Controlling JD will take a small but firm commitment on the farmer’s part to stick with the programme. But the programme will work. And the solution is achievable.

 

A control programme will involve the following steps:

  • Determine the extent of Johne’s disease in your herd
  • Culling test-positive deer
  • Maintain a closed herd (do not bring deer in, but if you must, ensure they are JD-test negative)
  • Tweak management of young deer to minimise their chance of infection

It will take a little work each year for several years to really minimise JD but after that, vigilance and some targeted monitoring are all that is required to ensure it stays minimised.

The bottom line is more animals, heavier sooner and better which is exactly the aim for the New Zealand Deer Industry.

How is JD spread?

The main way that JD spreads between farms is through the trading of healthy looking but infected deer.

The main way that JD is transmitted between individual animals is when young calves ingest infected faeces or milk. This is most likely when it is suckling from an infected hind (calves may suckle from hinds other than their mother) but can also happen when grazing contaminated pasture or eating contaminated supplementary feeds. The calf’s gut system matures in the months post birth and this process is likely to make it particularly susceptible to infection by MAP.

Calves may also be infected before birth in the uterus.

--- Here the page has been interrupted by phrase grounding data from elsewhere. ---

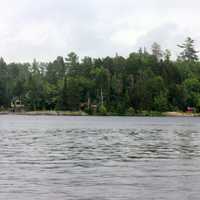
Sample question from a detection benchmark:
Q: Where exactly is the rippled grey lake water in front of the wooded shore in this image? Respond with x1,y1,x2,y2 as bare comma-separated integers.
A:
0,115,200,200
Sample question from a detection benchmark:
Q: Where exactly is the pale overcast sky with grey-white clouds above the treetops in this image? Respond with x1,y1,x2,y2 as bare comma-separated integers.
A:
0,0,200,62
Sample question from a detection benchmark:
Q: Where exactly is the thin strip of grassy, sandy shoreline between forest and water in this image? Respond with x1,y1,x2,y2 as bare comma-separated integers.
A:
0,111,200,117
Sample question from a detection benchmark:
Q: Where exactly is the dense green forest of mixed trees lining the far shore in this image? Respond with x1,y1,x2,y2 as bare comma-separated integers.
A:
0,37,200,115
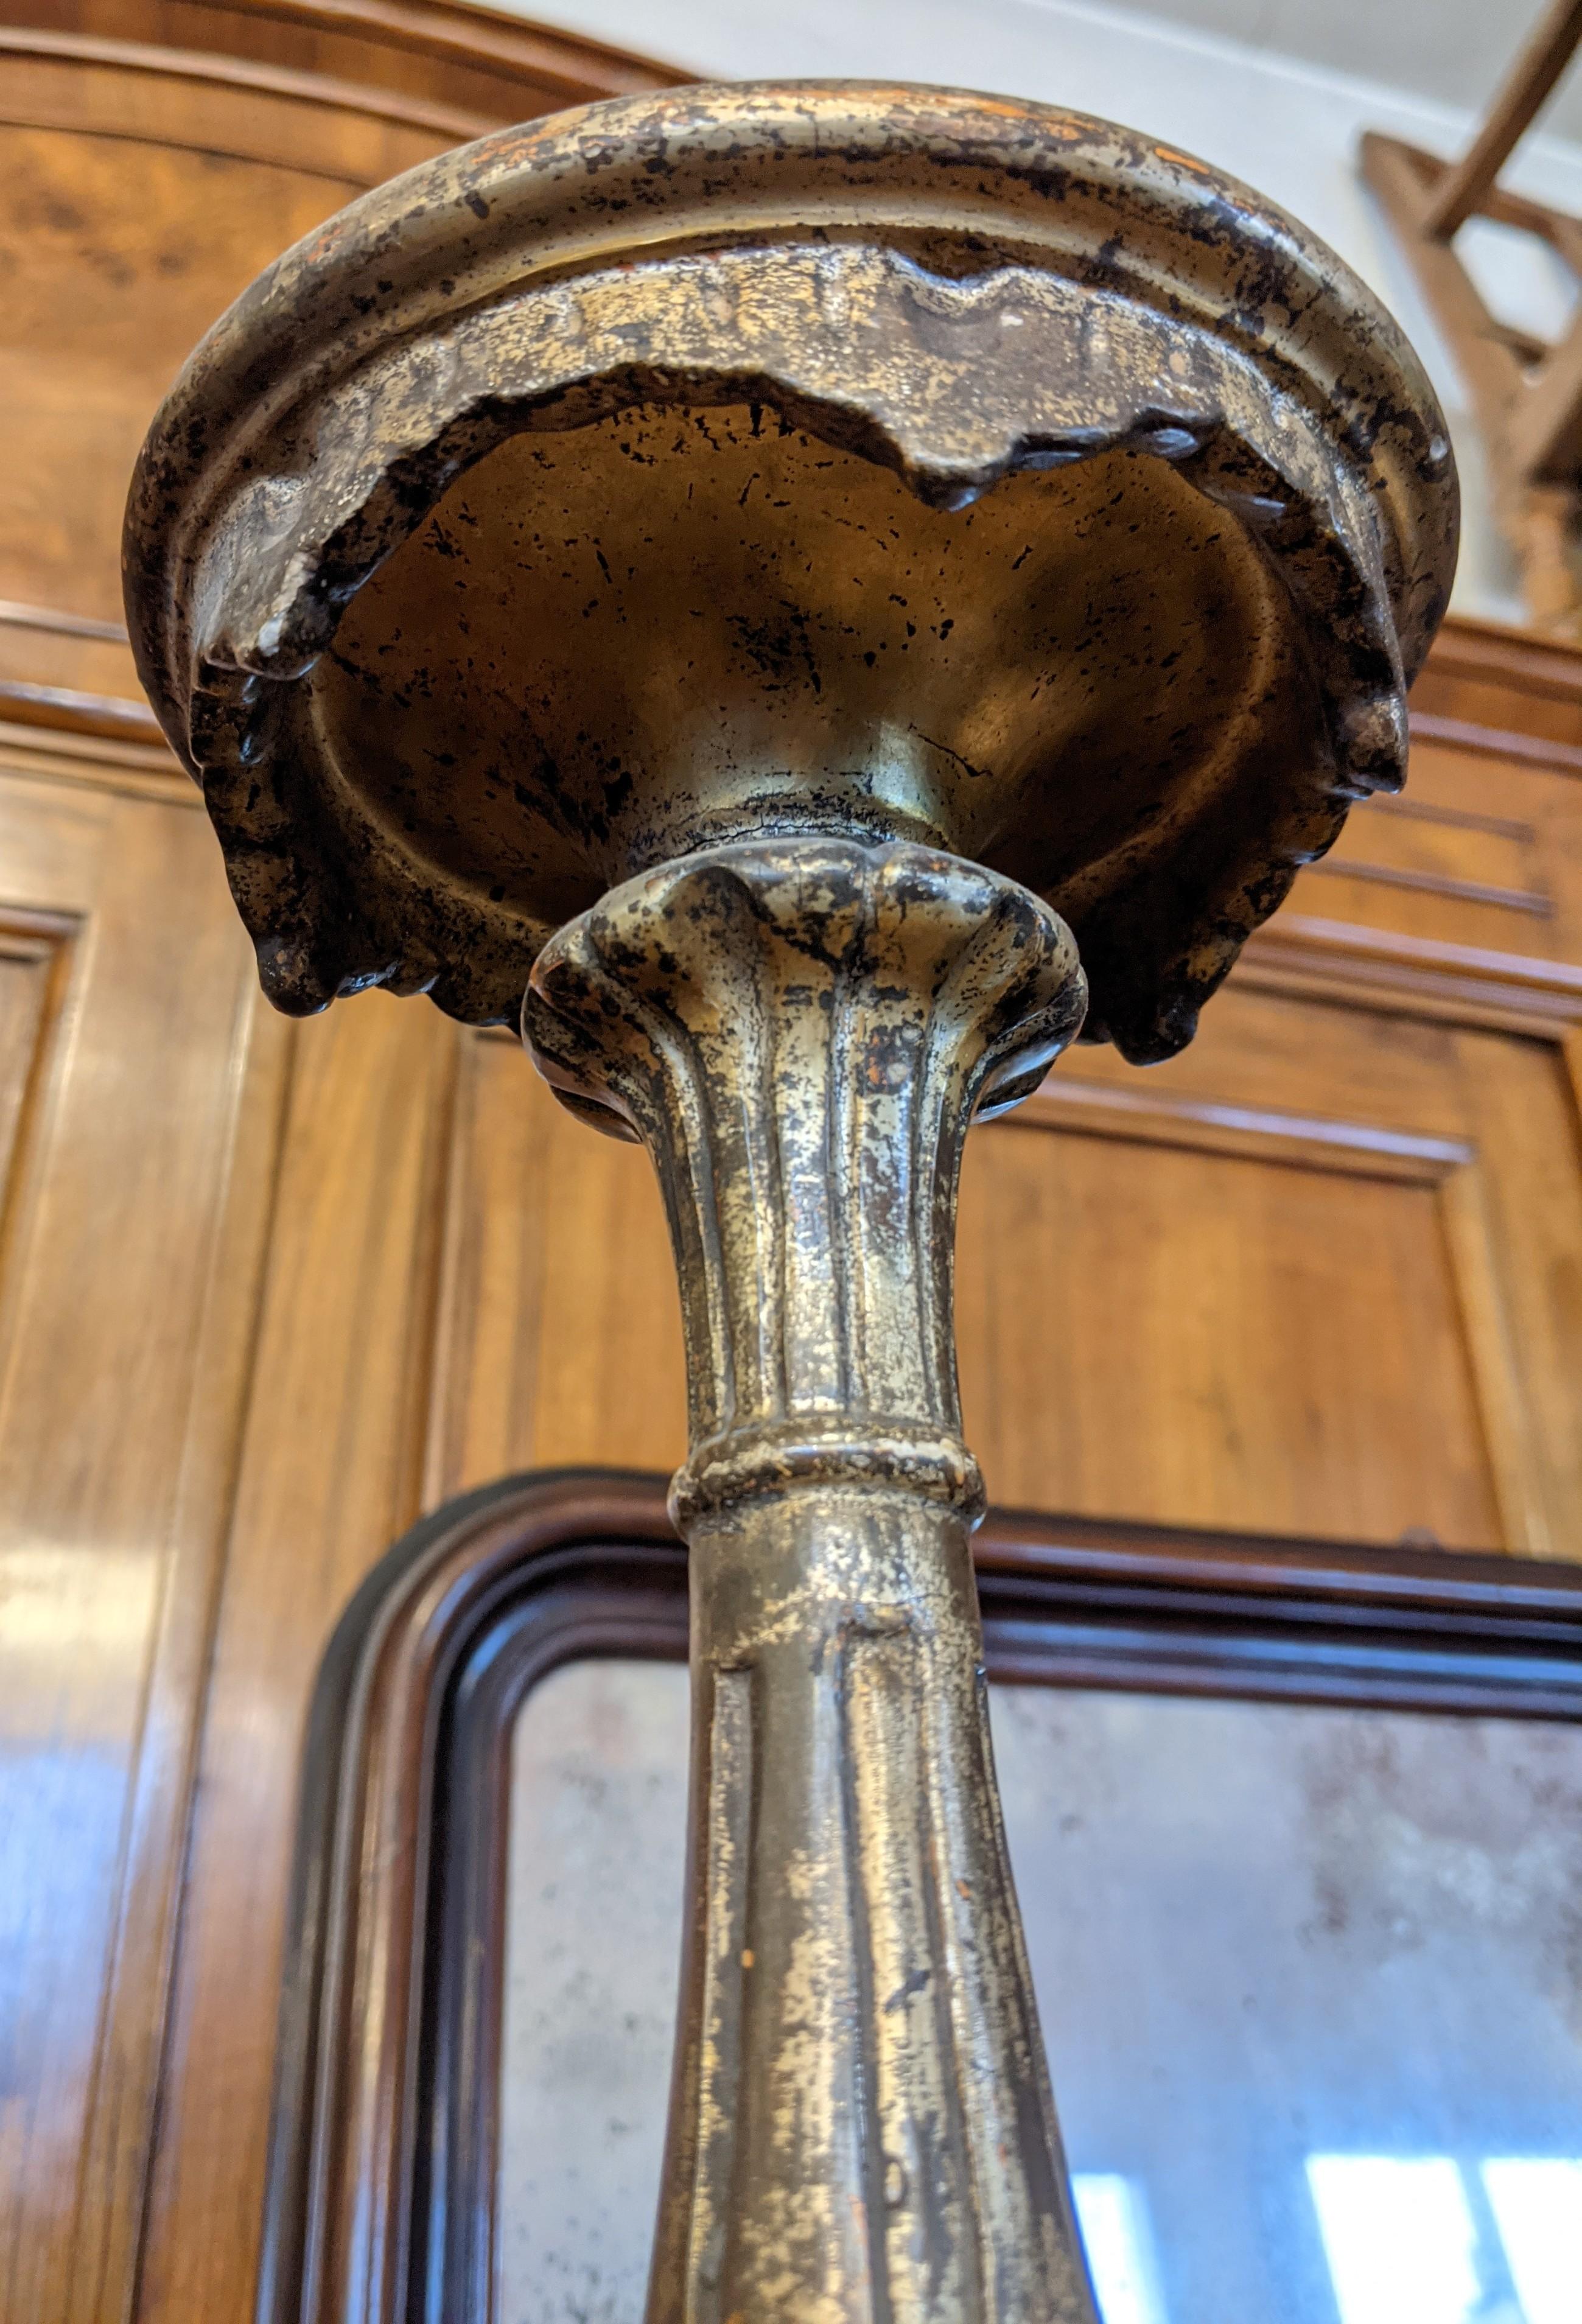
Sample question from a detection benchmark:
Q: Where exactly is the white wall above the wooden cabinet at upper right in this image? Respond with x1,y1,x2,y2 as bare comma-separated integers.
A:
525,0,1582,620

Drinking water contaminated with MAP infected faeces is another potential source of infection.

There is no transmission risk through nose-to-nose contact through fences.

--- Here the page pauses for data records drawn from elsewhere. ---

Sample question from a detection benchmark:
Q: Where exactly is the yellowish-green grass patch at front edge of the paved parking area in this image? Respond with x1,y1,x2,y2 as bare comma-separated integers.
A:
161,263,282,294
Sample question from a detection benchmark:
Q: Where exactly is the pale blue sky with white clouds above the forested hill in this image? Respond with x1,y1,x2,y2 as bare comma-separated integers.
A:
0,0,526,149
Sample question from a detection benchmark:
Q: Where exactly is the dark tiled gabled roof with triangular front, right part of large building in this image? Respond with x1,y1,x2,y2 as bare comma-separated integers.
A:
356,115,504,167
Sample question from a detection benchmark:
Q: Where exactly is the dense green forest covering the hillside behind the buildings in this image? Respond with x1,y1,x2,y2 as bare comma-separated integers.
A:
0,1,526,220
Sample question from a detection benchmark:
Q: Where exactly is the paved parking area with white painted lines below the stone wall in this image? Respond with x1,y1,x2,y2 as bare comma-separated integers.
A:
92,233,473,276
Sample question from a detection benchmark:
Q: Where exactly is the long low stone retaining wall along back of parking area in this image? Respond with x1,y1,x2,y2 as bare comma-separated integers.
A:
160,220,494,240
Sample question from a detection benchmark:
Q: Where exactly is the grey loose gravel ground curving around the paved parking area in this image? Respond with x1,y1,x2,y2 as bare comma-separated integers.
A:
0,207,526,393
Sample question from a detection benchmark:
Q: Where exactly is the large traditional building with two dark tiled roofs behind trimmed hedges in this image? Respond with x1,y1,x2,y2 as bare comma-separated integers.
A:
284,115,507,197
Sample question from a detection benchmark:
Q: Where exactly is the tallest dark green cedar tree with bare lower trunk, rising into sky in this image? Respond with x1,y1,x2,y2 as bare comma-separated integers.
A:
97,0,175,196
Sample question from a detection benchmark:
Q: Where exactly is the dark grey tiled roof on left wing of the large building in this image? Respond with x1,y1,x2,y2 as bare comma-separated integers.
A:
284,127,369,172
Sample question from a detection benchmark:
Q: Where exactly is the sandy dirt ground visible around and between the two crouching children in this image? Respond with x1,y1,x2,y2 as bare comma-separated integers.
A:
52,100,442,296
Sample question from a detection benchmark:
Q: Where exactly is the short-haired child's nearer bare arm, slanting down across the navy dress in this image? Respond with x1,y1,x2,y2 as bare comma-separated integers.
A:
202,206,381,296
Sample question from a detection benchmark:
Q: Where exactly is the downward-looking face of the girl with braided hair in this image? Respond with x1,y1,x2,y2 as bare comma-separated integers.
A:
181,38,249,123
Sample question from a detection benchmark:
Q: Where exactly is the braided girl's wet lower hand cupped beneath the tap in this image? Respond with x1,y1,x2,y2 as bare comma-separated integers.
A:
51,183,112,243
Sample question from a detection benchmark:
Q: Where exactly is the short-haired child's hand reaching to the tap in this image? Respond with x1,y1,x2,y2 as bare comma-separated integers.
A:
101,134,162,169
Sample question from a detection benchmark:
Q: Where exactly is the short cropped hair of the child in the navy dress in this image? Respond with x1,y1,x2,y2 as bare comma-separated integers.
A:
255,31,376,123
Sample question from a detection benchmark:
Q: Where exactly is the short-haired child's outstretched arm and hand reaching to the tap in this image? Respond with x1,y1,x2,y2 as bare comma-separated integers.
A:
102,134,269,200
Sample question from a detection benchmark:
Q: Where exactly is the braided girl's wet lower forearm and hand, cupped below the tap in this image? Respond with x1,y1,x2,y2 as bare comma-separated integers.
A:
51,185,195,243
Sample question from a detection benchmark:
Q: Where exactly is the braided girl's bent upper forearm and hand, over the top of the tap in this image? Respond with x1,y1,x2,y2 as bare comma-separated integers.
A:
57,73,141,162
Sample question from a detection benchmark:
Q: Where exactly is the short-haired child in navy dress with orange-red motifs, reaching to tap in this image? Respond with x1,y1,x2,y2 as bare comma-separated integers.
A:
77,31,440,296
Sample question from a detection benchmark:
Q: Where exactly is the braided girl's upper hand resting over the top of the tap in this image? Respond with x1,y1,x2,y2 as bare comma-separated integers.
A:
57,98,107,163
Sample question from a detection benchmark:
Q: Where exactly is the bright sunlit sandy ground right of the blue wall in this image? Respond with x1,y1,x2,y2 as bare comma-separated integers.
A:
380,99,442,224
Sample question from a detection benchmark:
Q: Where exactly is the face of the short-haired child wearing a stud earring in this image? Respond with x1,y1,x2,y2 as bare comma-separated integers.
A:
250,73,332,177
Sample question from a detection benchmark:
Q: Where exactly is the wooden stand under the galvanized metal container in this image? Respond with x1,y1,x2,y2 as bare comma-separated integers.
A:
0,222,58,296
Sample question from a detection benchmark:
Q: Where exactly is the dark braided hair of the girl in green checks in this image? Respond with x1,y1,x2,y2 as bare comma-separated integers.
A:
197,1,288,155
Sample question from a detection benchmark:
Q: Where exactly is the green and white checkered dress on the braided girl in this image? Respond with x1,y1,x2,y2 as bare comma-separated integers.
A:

Wildlife are not considered a major source of transmission of JD. It’s true that the bacteria can be found in multiple wildlife species in New Zealand including rabbits, hedgehogs, ferrets, cats and gulls but the realistic chances of transmission from them to young calves is low compared to transmission from infected hinds or contaminated feed or water.  

The importance of transmission of JD between deer and other species of livestock is not yet well understood.

JD in young deer and mature deer

JD manifests differently depending on the age of the deer. In weaner deer major outbreaks of disease can occur causing scouring, weight loss and death in up to 25% of the affected mob during the first winter of life. It is not clearly understood whether these outbreaks are due to infection passing between the weaners, or whether they were all infected at an earlier date then experience a common stress (like those associated with weaning, social mixing, overcrowding, nutritional and climatic stress in winter) causing disease.

In comparison, the disease in adult deer is usually seen as one-off cases in small herds or in the tail end of large mobs of animals, often after unusually stressful conditions.